# Mask R-CNN for Bin Picking

This notebook is adopted from the [TorchVision 0.3 Object Detection finetuning tutorial](https://pytorch.org/tutorials/intermediate/torchvision_tutorial.html).  We will be finetuning a pre-trained [Mask R-CNN](https://arxiv.org/abs/1703.06870) model on a dataset generated from our "clutter generator" script.


In [None]:
# Imports
import fnmatch
import json
import multiprocessing
import os

import matplotlib.pyplot as plt
import numpy as np
import torch
import torch.utils.data
from IPython.display import display
from PIL import Image

ycb = [
    "003_cracker_box.sdf",
    "004_sugar_box.sdf",
    "005_tomato_soup_can.sdf",
    "006_mustard_bottle.sdf",
    "009_gelatin_box.sdf",
    "010_potted_meat_can.sdf",
]

# Download our bin-picking model

And a small set of images for testing.

In [None]:
dataset_path = "clutter_maskrcnn_data"
if not os.path.exists(dataset_path):
    !wget https://groups.csail.mit.edu/locomotion/clutter_maskrcnn_test.zip .
    !unzip -q clutter_maskrcnn_test.zip

num_images = len(fnmatch.filter(os.listdir(dataset_path), "*.png"))


def open_image(idx):
    filename = os.path.join(dataset_path, f"{idx:05d}.png")
    return Image.open(filename).convert("RGB")

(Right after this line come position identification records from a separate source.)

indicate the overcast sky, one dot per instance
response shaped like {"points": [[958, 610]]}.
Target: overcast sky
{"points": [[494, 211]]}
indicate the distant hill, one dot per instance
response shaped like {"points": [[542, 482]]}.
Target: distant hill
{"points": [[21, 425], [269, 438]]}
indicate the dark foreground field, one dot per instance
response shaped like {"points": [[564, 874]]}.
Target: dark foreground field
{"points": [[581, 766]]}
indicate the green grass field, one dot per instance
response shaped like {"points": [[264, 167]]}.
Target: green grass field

model_file = "clutter_maskrcnn_model.pt"
if not os.path.exists(model_file):
    !wget https://groups.csail.mit.edu/locomotion/clutter_maskrcnn_model.pt .

# Load the model

In [None]:
import torchvision
import torchvision.transforms.functional as Tf
from torchvision.models.detection import MaskRCNN_ResNet50_FPN_Weights
from torchvision.models.detection.faster_rcnn import FastRCNNPredictor
from torchvision.models.detection.mask_rcnn import MaskRCNNPredictor


def get_instance_segmentation_model(num_classes):
    # load an instance segmentation model pre-trained on COCO
    model = torchvision.models.detection.maskrcnn_resnet50_fpn(
        weights=MaskRCNN_ResNet50_FPN_Weights.DEFAULT
    )

    # get the number of input features for the classifier
    in_features = model.roi_heads.box_predictor.cls_score.in_features
    # replace the pre-trained head with a new one
    model.roi_heads.box_predictor = FastRCNNPredictor(in_features, num_classes)

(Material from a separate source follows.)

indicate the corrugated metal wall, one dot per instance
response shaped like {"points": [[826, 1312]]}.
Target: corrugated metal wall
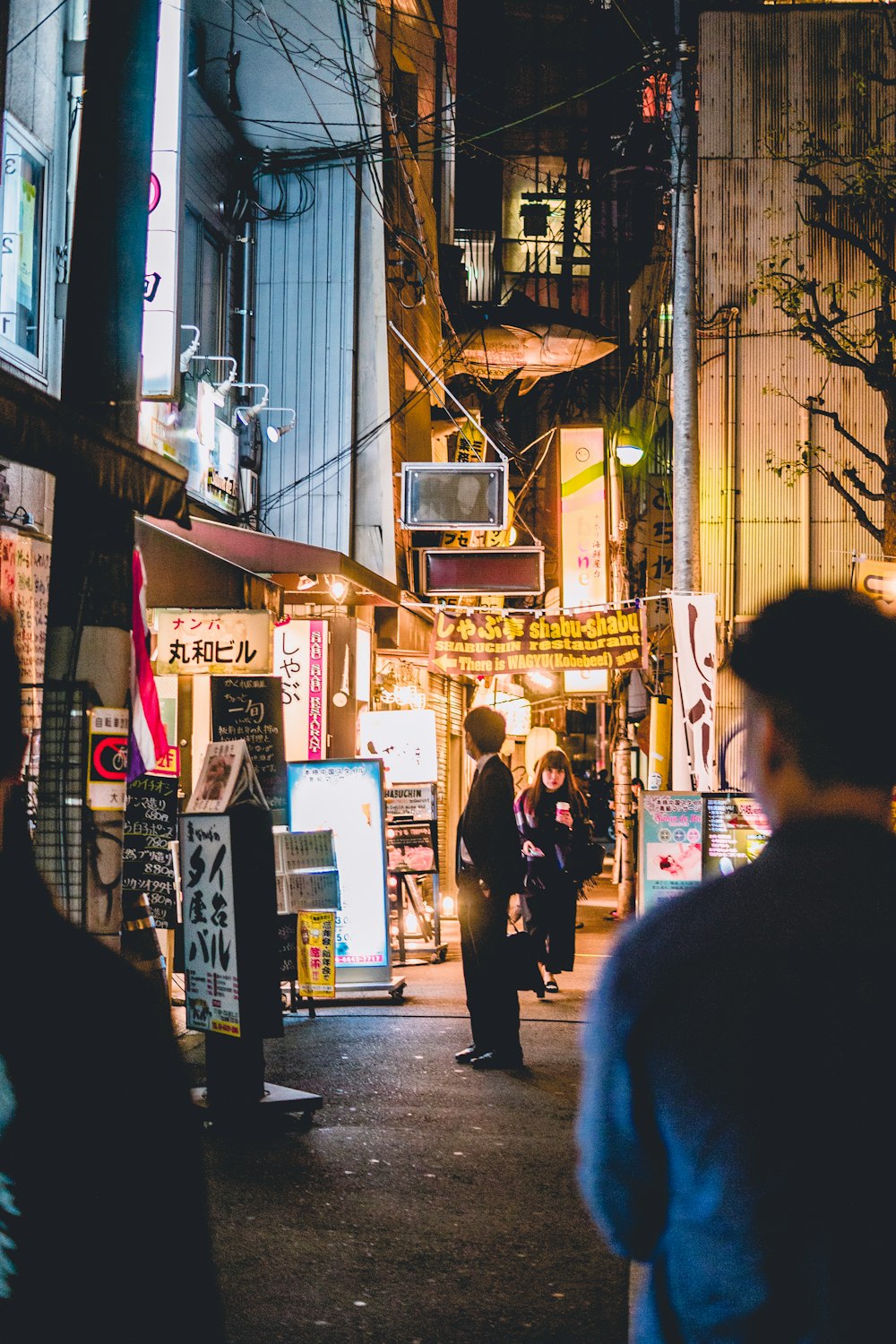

    # now get the number of input features for the mask classifier
    in_features_mask = model.roi_heads.mask_predictor.conv5_mask.in_channels
    hidden_layer = 256
    # and replace the mask predictor with a new one
    model.roi_heads.mask_predictor = MaskRCNNPredictor(
        in_features_mask, hidden_layer, num_classes
    )

    return model


num_classes = len(ycb) + 1
model = get_instance_segmentation_model(num_classes)
device = torch.device("cuda") if torch.cuda.is_available() else torch.device("cpu")
model.load_state_dict(torch.load("clutter_maskrcnn_model.pt", map_location=device))
model.eval()

model.to(device)

# Evaluate the network

In [None]:
# pick one image from the test set (choose between 9950 and 9999)
img = open_image(9952)

with torch.no_grad():
    prediction = model([Tf.to_tensor(img).to(device)])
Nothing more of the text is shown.